= Artemis Intelligent Power =

Artemis Intelligent Power (AIP) is an engineering and R&D company based in Edinburgh, Scotland. It primarily manufactures hydraulic machines and transmissions that are based on high-speed solenoid valves and digital control technology. The company is noted for developing its digital displacement technology.

==History==
The company emerged from a University of Edinburgh project initiated in 1994 by Win Rampen and Stephen Salter with a focus on producing high-tech machines to generate renewable energy and reduce fuel consumption of vehicles. The UK Carbon Trust supported the research project splitting off into a fully operational company in its development of its hydraulic transmission system.

AIP stated that its digital displacement hydraulic pump (DDP) technology can deliver greater efficiency and productivity, particularly when applied to off-highway machines. The technology was first used to power wind turbines and increase their efficiency. It was a recipient of the Royal Academy of Engineering’s MacRobert Award for Innovation.

One of the challenges that the technology addressed was wasted energy. Recently, AIP's hydraulic pump technology was adopted by the train operator ScotRail, allowing its trains to save 9,000 liters of diesel per carriage every year. The company claimed that from 64 to 73 percent of a train's energy is lost during braking and transmission. The AIP hydraulic pump eliminated the incidence of wasted energy through its computer-controlled valves that turn off the pump's cylinders when unused.

==Acquisition==
Mitsubishi Heavy Industries acquired AIP in December 2010. It became a wholly owned subsidiary of the Japanese company through Mitsubishi Power Systems Europe (MPSE). MPSE targeted to build an offshore wind park project for a UK Government national initiative.
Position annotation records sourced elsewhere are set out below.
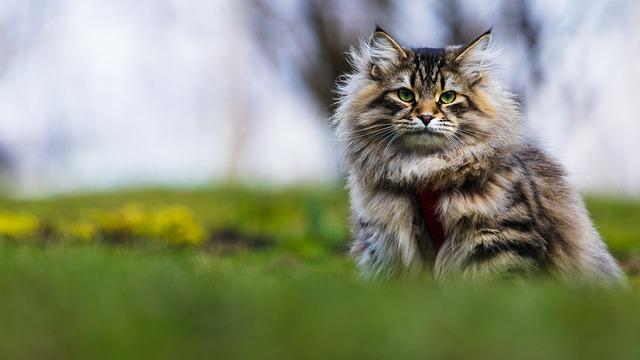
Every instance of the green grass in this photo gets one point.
(300, 299)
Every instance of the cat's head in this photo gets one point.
(424, 99)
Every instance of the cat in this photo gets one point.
(433, 147)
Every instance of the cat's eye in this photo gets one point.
(447, 97)
(406, 95)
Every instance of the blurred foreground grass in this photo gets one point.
(269, 280)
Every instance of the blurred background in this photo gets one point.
(113, 93)
(169, 184)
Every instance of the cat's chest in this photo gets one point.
(429, 199)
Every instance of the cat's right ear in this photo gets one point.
(385, 52)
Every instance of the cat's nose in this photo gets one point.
(425, 118)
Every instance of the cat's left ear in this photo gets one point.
(475, 58)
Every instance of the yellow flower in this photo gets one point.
(176, 225)
(128, 220)
(84, 231)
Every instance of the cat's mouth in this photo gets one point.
(423, 138)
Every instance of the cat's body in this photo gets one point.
(435, 117)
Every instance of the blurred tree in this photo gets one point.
(322, 42)
(318, 33)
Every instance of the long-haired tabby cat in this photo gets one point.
(441, 178)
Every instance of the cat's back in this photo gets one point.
(562, 217)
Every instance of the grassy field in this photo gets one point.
(238, 273)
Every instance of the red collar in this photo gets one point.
(429, 199)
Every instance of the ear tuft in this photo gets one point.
(385, 52)
(476, 58)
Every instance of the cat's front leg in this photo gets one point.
(383, 229)
(491, 254)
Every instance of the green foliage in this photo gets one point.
(90, 277)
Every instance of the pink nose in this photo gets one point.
(425, 118)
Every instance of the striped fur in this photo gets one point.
(506, 206)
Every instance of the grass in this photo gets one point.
(299, 298)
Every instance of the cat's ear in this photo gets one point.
(385, 52)
(475, 58)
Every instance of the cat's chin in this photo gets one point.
(424, 142)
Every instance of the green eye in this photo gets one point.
(447, 97)
(406, 95)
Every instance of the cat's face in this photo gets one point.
(423, 98)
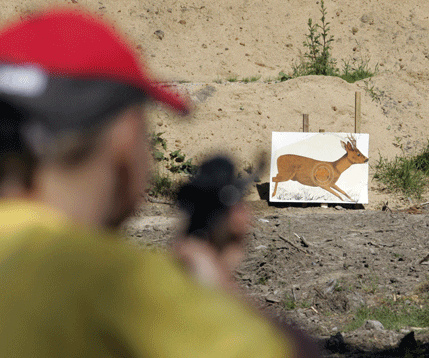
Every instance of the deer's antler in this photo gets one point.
(352, 140)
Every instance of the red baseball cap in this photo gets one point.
(66, 43)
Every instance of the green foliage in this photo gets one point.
(156, 140)
(160, 185)
(173, 162)
(318, 58)
(373, 92)
(283, 77)
(179, 165)
(352, 73)
(408, 175)
(318, 42)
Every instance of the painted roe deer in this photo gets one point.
(313, 172)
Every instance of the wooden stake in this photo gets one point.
(305, 123)
(358, 117)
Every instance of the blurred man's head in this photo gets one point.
(73, 133)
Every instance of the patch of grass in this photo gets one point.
(371, 285)
(373, 92)
(161, 183)
(232, 79)
(283, 77)
(393, 315)
(289, 303)
(262, 280)
(251, 79)
(408, 175)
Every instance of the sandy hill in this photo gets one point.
(203, 42)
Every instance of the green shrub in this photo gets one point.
(318, 59)
(408, 175)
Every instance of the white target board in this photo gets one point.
(319, 167)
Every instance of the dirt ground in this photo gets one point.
(316, 266)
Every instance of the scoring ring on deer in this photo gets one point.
(322, 174)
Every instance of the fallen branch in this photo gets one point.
(302, 238)
(293, 245)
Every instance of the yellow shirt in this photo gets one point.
(76, 292)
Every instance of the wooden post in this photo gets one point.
(358, 117)
(305, 123)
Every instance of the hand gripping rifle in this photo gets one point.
(209, 197)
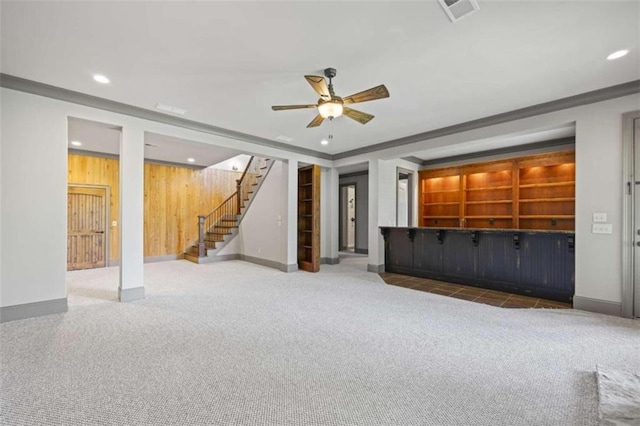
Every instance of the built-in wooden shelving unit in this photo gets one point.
(309, 218)
(533, 192)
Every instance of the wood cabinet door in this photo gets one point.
(86, 227)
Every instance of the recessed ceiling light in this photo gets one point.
(618, 54)
(101, 79)
(169, 108)
(284, 138)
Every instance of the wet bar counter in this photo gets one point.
(533, 263)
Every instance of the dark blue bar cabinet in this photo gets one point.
(532, 263)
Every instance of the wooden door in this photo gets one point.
(86, 227)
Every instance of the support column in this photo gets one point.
(131, 224)
(291, 208)
(376, 243)
(329, 205)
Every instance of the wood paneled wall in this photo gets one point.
(85, 170)
(173, 199)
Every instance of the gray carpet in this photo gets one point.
(238, 344)
(619, 395)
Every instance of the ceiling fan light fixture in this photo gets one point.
(330, 109)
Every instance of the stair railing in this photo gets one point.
(231, 207)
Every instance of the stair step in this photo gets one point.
(235, 225)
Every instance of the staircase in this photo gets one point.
(221, 225)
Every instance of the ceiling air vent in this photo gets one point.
(458, 9)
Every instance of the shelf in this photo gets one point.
(548, 216)
(548, 185)
(308, 235)
(442, 204)
(490, 202)
(532, 188)
(440, 191)
(546, 200)
(489, 188)
(489, 217)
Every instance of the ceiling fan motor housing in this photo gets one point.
(330, 72)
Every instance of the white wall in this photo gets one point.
(599, 184)
(34, 200)
(329, 214)
(33, 179)
(262, 230)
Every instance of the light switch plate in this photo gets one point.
(599, 217)
(601, 228)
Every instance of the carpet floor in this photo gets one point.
(234, 343)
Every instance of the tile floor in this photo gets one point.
(474, 294)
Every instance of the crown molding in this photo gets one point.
(553, 143)
(29, 86)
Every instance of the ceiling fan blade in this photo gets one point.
(284, 107)
(319, 84)
(316, 121)
(359, 116)
(372, 94)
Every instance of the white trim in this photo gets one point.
(628, 197)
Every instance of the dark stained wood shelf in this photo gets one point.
(309, 218)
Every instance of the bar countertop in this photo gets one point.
(528, 231)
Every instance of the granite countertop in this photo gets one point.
(528, 231)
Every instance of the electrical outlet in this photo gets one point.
(599, 217)
(601, 228)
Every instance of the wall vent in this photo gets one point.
(458, 9)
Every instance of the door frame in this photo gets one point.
(342, 211)
(629, 287)
(410, 194)
(107, 228)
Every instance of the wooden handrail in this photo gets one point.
(230, 207)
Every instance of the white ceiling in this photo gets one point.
(104, 138)
(228, 62)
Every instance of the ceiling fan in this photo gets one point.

In 2018, the Danish multinational company Danfoss acquired AIP. This created a joint venture with Mitsubishi. Danfoss completely acquired Artemis Intelligent Power in 2021, effectively retiring the brand. Its products are now available in the market using the name Danfoss Digital Displacement.
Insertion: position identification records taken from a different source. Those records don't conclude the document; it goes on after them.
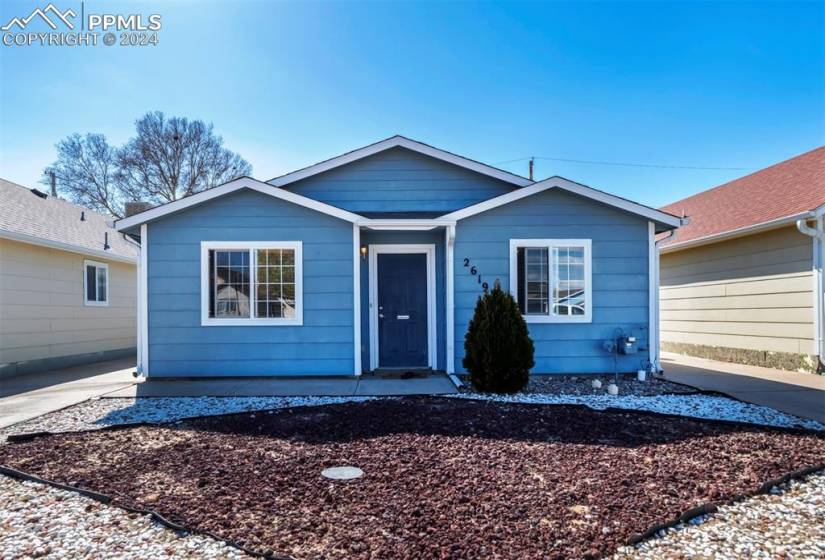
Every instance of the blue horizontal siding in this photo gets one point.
(180, 346)
(619, 268)
(400, 180)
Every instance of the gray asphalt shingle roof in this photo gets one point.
(23, 212)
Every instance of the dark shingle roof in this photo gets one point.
(24, 213)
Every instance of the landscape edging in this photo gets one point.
(107, 500)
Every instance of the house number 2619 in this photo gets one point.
(474, 272)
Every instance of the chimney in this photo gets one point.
(136, 207)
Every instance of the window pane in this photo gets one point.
(275, 283)
(568, 281)
(91, 283)
(102, 283)
(231, 284)
(534, 281)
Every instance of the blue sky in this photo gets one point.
(286, 84)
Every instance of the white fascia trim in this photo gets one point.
(356, 298)
(143, 301)
(570, 186)
(739, 232)
(399, 142)
(401, 224)
(232, 186)
(449, 246)
(33, 240)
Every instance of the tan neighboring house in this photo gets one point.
(742, 282)
(67, 284)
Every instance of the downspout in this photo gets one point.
(817, 233)
(139, 363)
(656, 344)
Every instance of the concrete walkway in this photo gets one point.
(287, 387)
(27, 396)
(801, 394)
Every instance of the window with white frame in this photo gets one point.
(251, 283)
(551, 279)
(95, 283)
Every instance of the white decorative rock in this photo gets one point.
(342, 473)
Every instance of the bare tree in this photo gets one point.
(175, 157)
(166, 160)
(87, 172)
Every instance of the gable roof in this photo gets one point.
(663, 219)
(52, 222)
(771, 197)
(402, 142)
(400, 220)
(230, 187)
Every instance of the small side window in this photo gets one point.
(95, 283)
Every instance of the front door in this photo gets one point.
(402, 310)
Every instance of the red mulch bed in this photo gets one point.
(443, 478)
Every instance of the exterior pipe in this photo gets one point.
(139, 337)
(817, 233)
(655, 331)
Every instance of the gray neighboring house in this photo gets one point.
(67, 284)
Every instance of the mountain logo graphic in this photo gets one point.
(44, 15)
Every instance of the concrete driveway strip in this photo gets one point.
(27, 396)
(287, 387)
(800, 394)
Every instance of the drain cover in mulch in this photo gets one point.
(342, 473)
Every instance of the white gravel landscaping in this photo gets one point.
(38, 521)
(99, 413)
(788, 523)
(697, 406)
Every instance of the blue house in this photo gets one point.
(375, 259)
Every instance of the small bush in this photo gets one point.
(498, 351)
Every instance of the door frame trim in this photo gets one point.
(427, 249)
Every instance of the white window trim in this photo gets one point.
(588, 278)
(86, 300)
(208, 321)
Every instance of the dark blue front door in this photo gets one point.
(402, 310)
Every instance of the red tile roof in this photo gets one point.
(785, 189)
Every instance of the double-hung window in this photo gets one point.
(251, 283)
(551, 279)
(95, 283)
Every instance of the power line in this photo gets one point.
(624, 164)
Aside from its hydraulic system, AIP also holds several patents such as those involving high-capacity, high-speed, and digitally controlled valves. AIP has partnered with other companies to develop projects such as infinitely variable hydraulic transmission systems and the hydraulic energy storage technology, including the world's first tidal energy blade research center FastBlade constructed by Babcock International and the University of Edinburgh.